Wenn die AfD dann mehr als fünf Prozent bekommt, muss die CDU eine Frage beantworten, der sie bislang ausgewichen ist: Wie hält sie’s mit der AfD? Ist die tabu, so wie die NPD? Oder ein willkommener Koalitionspartner, jetzt, da die FDP schwächelt wie noch nie?

Im Freitaler Stadtrat ist die CDU noch die mit Abstand stärkste Kraft, wie fast überall in Sachsen. Der Freistaat ist schwarz, Kurt Biedenkopf regierte hier zwölf Jahre lang mit absoluter Mehrheit. Auch Norbert Mayer saß viele Jahre lang für die Christdemokraten im Stadtrat. Bis es anfing zu kriseln zwischen ihm und der Partei. Mayer hat nicht nur ein Problem mit der Wasserfirma, er hat auch ein Problem mit Angela Merkel und mit der CDU ganz allgemein. "Merkels Euro-Rettung ist ein Fehler, aber das darf man in der CDU ja nicht laut sagen", meint er. Dass die Partei nach links gedriftet ist, schmeckt Mayer nicht. "Ich bin ein konservativ-bürgerlicher Mensch, ich bin Christ, ich bin für die Familie, für Recht und Ordnung", sagt Mayer. "Aber wo ist in der CDU das C geblieben?" Anfang des Jahres verließ Norbert Mayer die CDU. Ein paar Tage später unterschrieb er seinen Mitgliedsantrag bei der AfD. Er hatte von der neuen Partei im Internet gelesen, von ihrem Chef Bernd Lucke, dem Wirtschaftsprofessor, der vor dem Euro warnte und vor riesigen Schuldenbergen. Sein Mandat im Stadtrat durfte Mayer behalten. Stadtratswahlen sind Personenwahlen; man wählt den Menschen, nicht die Partei.

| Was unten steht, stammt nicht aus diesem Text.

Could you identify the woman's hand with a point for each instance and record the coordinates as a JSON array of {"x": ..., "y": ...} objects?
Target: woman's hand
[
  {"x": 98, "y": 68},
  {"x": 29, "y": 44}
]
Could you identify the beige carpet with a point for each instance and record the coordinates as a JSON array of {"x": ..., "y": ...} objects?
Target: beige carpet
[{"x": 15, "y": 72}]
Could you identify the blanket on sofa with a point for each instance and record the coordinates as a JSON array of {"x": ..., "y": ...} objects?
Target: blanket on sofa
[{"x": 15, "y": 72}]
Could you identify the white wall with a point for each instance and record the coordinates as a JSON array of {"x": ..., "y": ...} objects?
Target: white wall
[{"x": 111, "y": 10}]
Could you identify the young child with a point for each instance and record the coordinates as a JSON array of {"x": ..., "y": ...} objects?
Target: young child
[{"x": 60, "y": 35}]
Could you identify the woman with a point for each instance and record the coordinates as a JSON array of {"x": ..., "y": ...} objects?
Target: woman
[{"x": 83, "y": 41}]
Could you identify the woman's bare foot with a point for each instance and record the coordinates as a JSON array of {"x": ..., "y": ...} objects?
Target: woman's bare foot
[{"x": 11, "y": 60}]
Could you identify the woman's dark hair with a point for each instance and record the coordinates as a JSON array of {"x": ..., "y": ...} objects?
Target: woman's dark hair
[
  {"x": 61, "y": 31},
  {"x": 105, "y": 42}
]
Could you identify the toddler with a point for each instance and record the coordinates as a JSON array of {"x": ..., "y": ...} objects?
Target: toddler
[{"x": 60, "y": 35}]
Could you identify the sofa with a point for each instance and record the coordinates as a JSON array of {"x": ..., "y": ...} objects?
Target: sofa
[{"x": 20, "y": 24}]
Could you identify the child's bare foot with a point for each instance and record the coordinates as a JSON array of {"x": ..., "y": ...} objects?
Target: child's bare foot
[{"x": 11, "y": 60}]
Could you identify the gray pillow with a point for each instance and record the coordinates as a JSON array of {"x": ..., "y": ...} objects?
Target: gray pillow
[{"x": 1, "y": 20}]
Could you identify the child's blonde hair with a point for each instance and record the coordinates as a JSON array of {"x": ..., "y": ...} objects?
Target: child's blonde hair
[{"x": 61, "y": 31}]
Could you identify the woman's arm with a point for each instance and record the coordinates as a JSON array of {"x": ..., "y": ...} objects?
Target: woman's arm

Wohin die AfD langfristig steuern wird, weiß Mayer nicht. Niemand weiß das. Seit der Gründung vor einem Jahr vermeiden es die Euro-Gegner, sich politisch zu verorten. Sie bewegen sich nicht zwischen rechts und links, sondern zwischen alt und neu. "Altparteien" nennen AfD-Mitglieder die Parteien im Bundestag. Sich selbst verkaufen sie als Underdogs, Bernd Lucke bemüht in seinen Reden den Kampf von David gegen Goliath. Aus diesem Selbstverständnis schöpft die AfD ihre Identität; bei der Bundestagswahl haben 57 Prozent der AfD-Wähler der neuen Partei vor allem deshalb ihre Stimme gegeben, weil sie mit den alten Parteien unzufrieden sind. Wenn die AfD bald in Parlamenten sitzen sollte, wird man ihr die Underdog-Attitüde nicht mehr abkaufen. Dann wird David in der Welt von Goliath um Macht und Einfluss ringen, dann wird auch die AfD zu "denen da oben" gehören. Dann muss die AfD einen neuen Markenkern finden. Ein liberaler Markenkern wird das vermutlich nicht. Kürzlich trat die AfD-Mitgründerin Dagmar Metzger vom Vorstand der Partei zurück, sie galt als liberale Stimme. Ein Berliner Bezirksvorsitzender verließ im Januar die Partei, in seiner Austrittserklärung schreibt er: "Die AfD geht den Weg in die Unfreiheit von rechts, mit starken Tendenzen, Randgruppen zu diskriminieren."